David Evans said the party has spent too much time acting like a “gaggle on the ground” rather than forming the “magnificent V-formation” associated with a team of flying geese.
But he urged party members to “break this cycle” and work to ensure the Government “never loses touch with the voters” following Labour’s general election victory.
His remarks came before delegates ratified the appointment of Hollie Ridley as the new general secretary.
Mr Evans, speaking at the Labour Party conference in Liverpool, said: “Last week I was in my garden and I found myself watching a flock of geese fly over my house.
“When you see geese on the ground they look chaotic, noisy, awkward.
“Indeed, on the ground they’re called a ‘gaggle’. But when you see them fly in that magnificent V-formation, they’re majestic.
“In the air, do you know the collective noun for geese is a ‘team’. They’re not born to do that, they learn it – you can see where this is going.

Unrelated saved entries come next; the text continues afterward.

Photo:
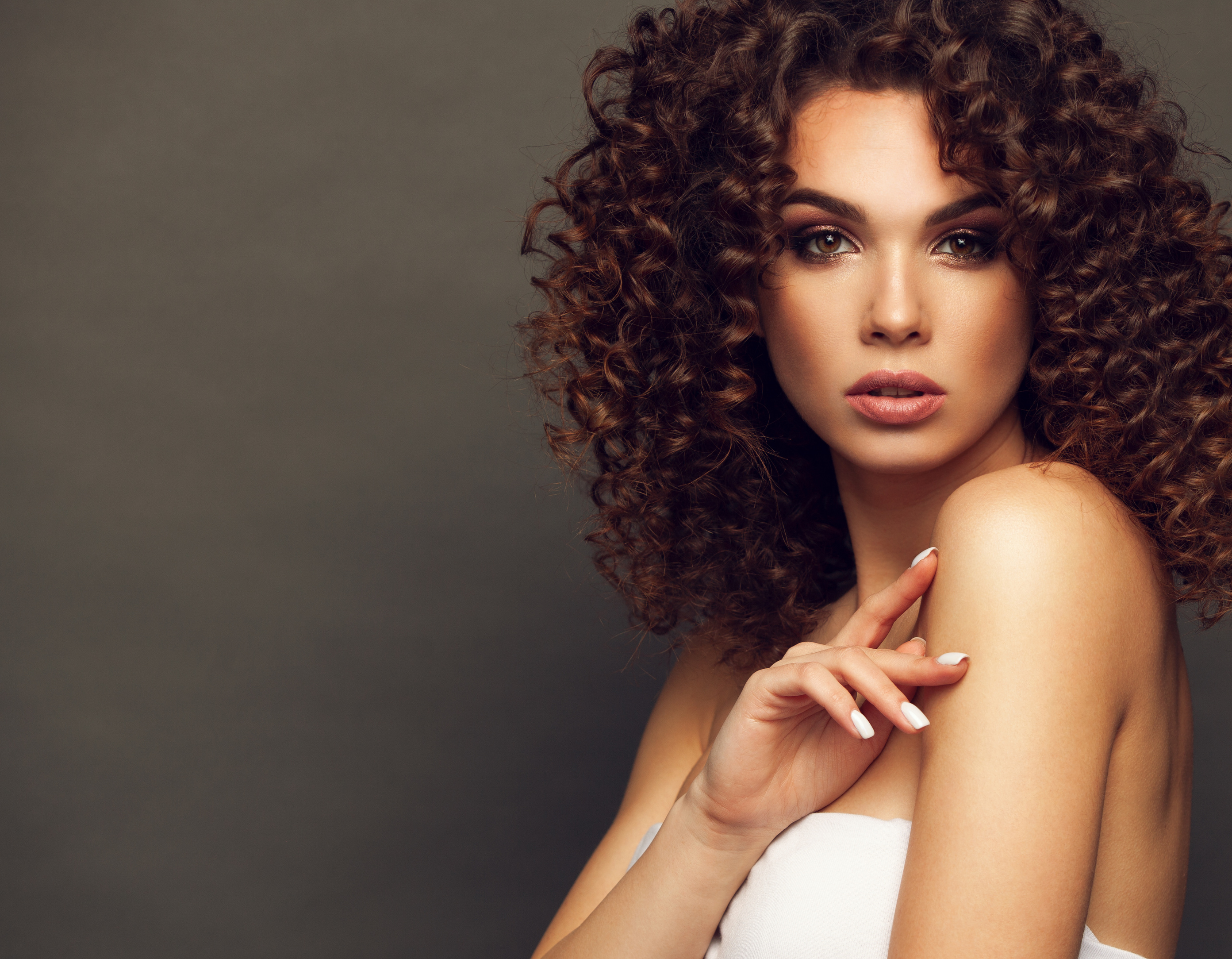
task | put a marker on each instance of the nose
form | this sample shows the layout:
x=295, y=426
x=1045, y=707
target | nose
x=896, y=315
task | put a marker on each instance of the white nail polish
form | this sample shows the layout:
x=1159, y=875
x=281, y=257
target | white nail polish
x=914, y=716
x=862, y=724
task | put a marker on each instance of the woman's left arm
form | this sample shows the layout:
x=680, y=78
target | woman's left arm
x=1046, y=583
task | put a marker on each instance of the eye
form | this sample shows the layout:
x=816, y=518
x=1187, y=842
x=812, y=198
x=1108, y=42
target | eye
x=823, y=244
x=967, y=247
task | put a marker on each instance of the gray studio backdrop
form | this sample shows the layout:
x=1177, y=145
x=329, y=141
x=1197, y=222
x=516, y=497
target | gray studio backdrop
x=300, y=655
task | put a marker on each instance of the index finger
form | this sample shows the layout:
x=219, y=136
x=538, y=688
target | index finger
x=873, y=620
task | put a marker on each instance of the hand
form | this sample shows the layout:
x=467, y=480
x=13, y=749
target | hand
x=791, y=746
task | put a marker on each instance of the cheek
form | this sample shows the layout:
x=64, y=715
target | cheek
x=809, y=331
x=991, y=327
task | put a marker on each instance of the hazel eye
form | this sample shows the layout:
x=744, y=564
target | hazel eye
x=966, y=247
x=826, y=243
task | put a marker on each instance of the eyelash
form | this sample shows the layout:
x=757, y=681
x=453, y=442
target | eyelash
x=800, y=242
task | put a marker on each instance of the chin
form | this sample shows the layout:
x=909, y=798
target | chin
x=896, y=462
x=898, y=451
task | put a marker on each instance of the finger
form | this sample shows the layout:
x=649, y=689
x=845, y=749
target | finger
x=810, y=678
x=873, y=620
x=907, y=669
x=854, y=667
x=916, y=646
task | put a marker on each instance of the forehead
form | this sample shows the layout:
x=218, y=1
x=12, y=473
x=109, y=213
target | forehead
x=868, y=146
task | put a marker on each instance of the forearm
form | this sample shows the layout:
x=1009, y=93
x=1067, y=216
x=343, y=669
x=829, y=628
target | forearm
x=669, y=904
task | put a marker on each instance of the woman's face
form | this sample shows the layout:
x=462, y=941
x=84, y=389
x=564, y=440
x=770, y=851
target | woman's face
x=896, y=328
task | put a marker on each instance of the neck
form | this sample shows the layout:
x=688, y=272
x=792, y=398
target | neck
x=891, y=516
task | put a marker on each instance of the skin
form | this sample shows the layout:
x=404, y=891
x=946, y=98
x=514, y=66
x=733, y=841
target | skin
x=1052, y=786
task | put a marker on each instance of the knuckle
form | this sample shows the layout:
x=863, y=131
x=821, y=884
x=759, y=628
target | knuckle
x=852, y=656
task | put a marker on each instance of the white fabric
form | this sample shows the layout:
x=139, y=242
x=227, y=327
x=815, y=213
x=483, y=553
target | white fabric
x=791, y=906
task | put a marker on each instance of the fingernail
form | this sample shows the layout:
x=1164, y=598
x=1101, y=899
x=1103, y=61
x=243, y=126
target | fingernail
x=913, y=715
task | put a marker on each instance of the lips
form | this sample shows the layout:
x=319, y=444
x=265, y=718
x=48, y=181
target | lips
x=911, y=399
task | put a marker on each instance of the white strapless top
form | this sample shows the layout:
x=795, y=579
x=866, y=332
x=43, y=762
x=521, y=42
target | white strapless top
x=790, y=906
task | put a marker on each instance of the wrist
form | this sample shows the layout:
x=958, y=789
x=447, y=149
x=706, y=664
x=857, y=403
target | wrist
x=719, y=834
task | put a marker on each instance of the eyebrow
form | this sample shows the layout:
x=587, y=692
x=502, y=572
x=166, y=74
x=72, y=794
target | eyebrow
x=960, y=209
x=827, y=203
x=856, y=214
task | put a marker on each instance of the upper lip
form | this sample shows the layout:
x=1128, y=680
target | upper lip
x=903, y=380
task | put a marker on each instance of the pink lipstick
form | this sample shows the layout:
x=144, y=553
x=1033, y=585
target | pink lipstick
x=896, y=399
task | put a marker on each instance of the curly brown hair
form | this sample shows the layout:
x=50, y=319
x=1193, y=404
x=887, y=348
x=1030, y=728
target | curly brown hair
x=715, y=502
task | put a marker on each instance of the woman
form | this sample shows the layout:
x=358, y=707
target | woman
x=836, y=283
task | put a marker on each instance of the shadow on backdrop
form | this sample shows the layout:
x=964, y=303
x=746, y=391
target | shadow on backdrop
x=301, y=655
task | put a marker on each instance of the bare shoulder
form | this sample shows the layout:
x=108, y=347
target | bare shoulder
x=1052, y=549
x=1056, y=516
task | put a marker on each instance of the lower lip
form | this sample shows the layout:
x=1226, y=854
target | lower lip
x=897, y=410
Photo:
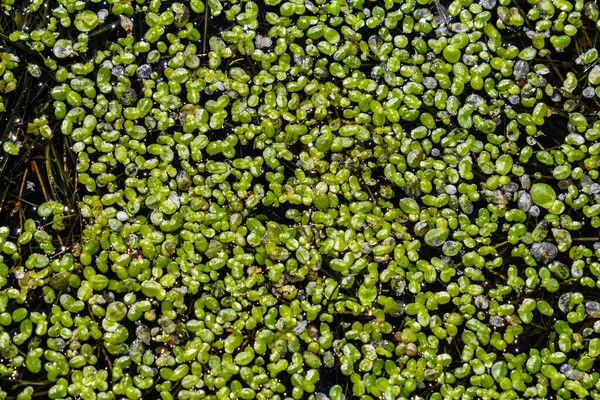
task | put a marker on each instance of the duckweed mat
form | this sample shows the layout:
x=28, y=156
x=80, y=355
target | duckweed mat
x=299, y=199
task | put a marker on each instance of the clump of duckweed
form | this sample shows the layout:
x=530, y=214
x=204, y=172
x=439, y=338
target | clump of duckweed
x=299, y=199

“The lead goose shoulders the headwind to lessen the load on the others, it means they can go further, longer, faster.
“They’re noisy in flight, they’re always communicating. And best of all if a goose falls out of the V, they go back for them. No goose gets left behind.
“I’ll be honest, too often in our history we haven’t always been a majestic flock of geese, a team, we’ve been a gaggle on the ground, too easily turning inwards crying betrayal, losing shape when the going gets tough.
“We must break this cycle, we must seize the opportunity now, this week, to build a party and a government umbilically connected.
“It doesn’t mean a party that just follows blindly, it means a proper partnership in service with the British people, listening openly to each other, challenging each other to be better, so that we have a party that has the Government’s back every day of the week and we have a Government that never loses touch with the voters.”